[amd-gfx] [PATCH 1/3] drm/amdgpu: add disable_cu parameter

Nicolai Hähnle nhaehnle at gmail.com
Fri Jun 17 14:17:51 UTC 2016


On 17.06.2016 15:31, StDenis, Tom wrote:
> I wonder if some sort of self-test like the ring/ib tests we do is a
> good idea.  Either from the UMD or KMD.
>
>
> In this specific case though are you working around a CU that results in
> a GPU lockup?  Or does it just not respond correctly?

Computations in that CU flip bits occasionally.
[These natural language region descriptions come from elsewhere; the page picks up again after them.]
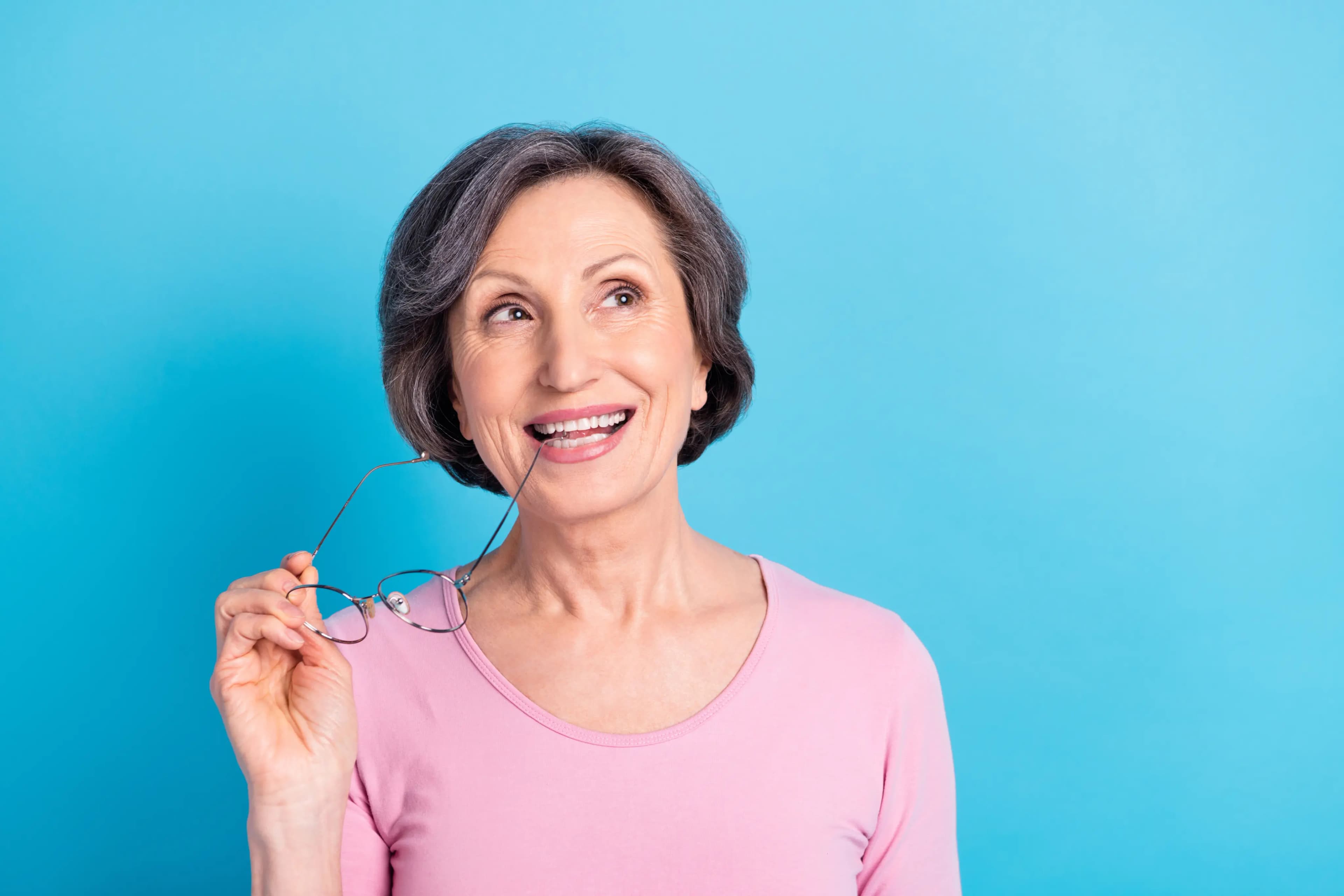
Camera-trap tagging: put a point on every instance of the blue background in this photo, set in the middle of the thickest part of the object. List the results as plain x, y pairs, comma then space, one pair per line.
1048, 304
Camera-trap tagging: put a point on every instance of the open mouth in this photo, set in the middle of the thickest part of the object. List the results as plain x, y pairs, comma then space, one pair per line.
585, 430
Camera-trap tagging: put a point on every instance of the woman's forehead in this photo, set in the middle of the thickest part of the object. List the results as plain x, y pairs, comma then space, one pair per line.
576, 222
It actually wasn't 
noticeable at all in regular desktop use, and I didn't see traces of it 
with the usual benchmarks and games either -- only in hindsight did I 
notice some slightly wrong pixels when zooming into screenshots of the 
desktop.

I also hope to use this option to do more extensive stress tests of 
whether we can still run stably with many CUs disabled - I suspect an 
interaction between CU disabling and CU reservations for shader stages.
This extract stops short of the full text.